The fix in compute_confusion_matrix_exclude_sparse masks the row count to the same post-exclusion eligibility set, so n and ne live in the same population. TP, FP, FN and recall are unaffected; precision under normalization='cafa' tightens to the correct value and coverage is bounded in [0, 1].

Effect on the parity harness:

PK oracle tests xfail on purpose. The helper _maybe_xfail_pk in tests/diff/conftest.py skips the comparison for PK variants of test_main_df_matches_oracle and test_best_metrics_match_oracle.
NK and LK oracle tests continue to enforce strict parity (Phase B tolerance).
A regression test tests/test_pk_coverage_bug.py pins the bounded n ≤ ne invariant after the fix.

The change is documented end-to-end in CHANGES.md.

Self-parity (sparse vs dense)¶

In addition to the frozen-oracle tests, the harness includes an in-fork self-parity test (tests/diff/test_self_parity_nk_lk.py): it runs the same synthetic corpus through cafa_eval twice, once with CAFAEVAL_SPARSE=1 and once with CAFAEVAL_SPARSE=0, and asserts both paths agree within Phase B tolerance.

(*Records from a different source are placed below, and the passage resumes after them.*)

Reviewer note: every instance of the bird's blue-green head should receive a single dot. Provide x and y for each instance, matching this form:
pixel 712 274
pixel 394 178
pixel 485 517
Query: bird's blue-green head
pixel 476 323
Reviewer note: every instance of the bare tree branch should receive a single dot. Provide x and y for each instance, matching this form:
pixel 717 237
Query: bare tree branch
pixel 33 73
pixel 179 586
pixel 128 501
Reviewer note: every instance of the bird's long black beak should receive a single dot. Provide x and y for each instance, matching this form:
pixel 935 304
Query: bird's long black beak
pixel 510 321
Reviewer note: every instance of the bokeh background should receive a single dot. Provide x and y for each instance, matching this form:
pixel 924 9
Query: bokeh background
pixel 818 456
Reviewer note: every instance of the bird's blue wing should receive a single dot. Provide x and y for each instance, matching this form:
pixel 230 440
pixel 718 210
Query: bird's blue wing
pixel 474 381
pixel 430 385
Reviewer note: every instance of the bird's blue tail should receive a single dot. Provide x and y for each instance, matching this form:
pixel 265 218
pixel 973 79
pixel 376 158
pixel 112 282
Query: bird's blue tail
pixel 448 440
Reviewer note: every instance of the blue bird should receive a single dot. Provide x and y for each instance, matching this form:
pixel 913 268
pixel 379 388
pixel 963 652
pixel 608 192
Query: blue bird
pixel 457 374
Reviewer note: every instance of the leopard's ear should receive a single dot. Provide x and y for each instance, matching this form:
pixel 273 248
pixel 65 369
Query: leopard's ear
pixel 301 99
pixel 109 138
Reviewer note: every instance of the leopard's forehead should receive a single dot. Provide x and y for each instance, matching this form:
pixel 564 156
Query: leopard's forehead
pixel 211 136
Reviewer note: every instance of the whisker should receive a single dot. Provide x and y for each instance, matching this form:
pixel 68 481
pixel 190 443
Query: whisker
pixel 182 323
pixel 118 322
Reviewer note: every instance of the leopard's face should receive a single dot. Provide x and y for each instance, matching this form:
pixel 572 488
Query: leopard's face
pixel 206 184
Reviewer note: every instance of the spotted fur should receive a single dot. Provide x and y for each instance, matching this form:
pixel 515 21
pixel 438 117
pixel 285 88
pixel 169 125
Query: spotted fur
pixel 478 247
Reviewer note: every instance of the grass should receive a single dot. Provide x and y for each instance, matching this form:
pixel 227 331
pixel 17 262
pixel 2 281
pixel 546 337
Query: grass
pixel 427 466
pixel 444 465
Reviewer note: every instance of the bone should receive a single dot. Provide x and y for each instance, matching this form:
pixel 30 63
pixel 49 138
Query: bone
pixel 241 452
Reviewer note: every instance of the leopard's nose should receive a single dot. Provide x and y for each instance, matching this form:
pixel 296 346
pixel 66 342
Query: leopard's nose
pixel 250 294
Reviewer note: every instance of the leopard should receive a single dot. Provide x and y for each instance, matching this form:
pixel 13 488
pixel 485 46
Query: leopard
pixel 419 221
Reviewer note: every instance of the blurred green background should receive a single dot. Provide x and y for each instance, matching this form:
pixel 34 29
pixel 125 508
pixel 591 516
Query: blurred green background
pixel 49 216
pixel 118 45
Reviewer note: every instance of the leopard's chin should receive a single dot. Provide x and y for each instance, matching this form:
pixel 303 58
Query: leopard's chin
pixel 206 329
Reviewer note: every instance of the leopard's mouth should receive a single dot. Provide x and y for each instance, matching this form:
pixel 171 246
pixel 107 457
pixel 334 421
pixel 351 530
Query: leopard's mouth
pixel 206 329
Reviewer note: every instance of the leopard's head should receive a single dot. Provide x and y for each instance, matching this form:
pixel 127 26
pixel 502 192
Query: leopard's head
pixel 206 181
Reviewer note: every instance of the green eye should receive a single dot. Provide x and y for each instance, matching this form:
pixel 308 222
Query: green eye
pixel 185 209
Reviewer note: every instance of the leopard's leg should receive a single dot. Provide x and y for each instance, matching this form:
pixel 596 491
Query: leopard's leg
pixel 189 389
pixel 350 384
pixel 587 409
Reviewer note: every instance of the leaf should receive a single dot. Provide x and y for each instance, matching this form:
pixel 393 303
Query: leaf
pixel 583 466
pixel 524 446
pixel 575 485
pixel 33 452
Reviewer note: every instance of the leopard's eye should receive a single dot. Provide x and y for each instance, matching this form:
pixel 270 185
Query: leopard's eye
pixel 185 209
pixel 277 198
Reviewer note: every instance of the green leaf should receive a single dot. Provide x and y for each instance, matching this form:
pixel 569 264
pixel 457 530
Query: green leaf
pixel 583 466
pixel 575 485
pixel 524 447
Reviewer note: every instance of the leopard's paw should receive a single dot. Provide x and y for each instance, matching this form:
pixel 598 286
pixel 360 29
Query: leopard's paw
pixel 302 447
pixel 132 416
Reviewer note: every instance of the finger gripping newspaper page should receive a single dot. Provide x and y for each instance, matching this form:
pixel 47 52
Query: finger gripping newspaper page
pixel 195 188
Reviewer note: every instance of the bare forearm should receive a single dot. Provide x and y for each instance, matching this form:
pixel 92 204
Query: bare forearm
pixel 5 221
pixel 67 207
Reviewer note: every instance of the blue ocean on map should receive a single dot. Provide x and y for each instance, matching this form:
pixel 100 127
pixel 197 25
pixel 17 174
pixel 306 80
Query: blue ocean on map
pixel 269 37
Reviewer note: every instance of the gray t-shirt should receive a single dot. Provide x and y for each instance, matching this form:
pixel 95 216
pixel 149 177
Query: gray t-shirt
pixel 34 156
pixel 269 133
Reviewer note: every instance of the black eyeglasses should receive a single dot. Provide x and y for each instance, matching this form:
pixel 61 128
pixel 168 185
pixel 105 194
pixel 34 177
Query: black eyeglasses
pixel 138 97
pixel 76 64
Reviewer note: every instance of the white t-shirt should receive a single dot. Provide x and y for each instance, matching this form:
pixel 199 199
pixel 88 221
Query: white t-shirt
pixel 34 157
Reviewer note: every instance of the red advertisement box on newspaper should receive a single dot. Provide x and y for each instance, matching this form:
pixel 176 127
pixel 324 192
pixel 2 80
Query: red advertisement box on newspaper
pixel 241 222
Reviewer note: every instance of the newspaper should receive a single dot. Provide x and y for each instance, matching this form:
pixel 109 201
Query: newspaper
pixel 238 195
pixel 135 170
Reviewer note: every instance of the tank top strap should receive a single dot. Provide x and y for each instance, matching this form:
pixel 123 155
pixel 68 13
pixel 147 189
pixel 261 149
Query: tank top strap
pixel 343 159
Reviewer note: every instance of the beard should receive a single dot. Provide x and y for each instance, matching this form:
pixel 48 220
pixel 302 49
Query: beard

This is a belt-and-suspenders check. It catches sparse-vs-dense divergence on the NK / LK branch without needing an upstream install, and flags regressions in the dense fallback path that would otherwise be invisible to the frozen oracle.

Running the harness¶

Against the checked-in oracle:

pytest tests/diff/ -v

Expected output: 12 oracle tests + 1 self-parity test, all passing under Phase B tolerance.

Re-freezing the oracle¶

The oracle pickles in bench/oracle/ are keyed by a corpus fingerprint. If the synthetic corpus generator (bench/corpus.py) changes, or upstream changes, the oracle must be re-frozen against a pristine upstream install.

The recipe used to produce the current oracle:

# 1. Clone pristine upstream at the fork base commit.
git clone --depth 50 \
    https://github.com/claradepaolis/CAFA-evaluator-PK.git \
    /tmp/cafa-upstream
git -C /tmp/cafa-upstream checkout 16a6a6d

# 2. Run the freezer against it, importing upstream from source.
cd /path/to/cafaeval-protea
PYTHONPATH=/tmp/cafa-upstream/src:. \
    python -m bench.freeze_oracle

The freezer produces six files:

bench/oracle/tiny.pk.pkl
bench/oracle/tiny.nk.pkl
bench/oracle/medium.pk.pkl
bench/oracle/medium.nk.pkl
bench/oracle/large.pk.pkl
bench/oracle/large.nk.pkl

Each record contains the corpus fingerprint, the exact cafa_eval call kwargs, and pickled df / dfs_best DataFrames. The fingerprint binds the oracle to a specific corpus contents — if the fixture fingerprint drifts, the test fails loudly instead of silently comparing against the wrong snapshot.

Synthetic corpora¶

Three corpora, all generated deterministically by bench.corpus:

tiny: Small smoke-test corpus. Used for fast iteration during development.
medium: Mid-size corpus that exercises every metric column.
large: Large synthetic corpus that stresses the sparse kernels. Closer to real CAFA workloads in density and shape.

None of the corpora include real biological data; they are seeded random DAGs and random prediction scores chosen to cover all code paths.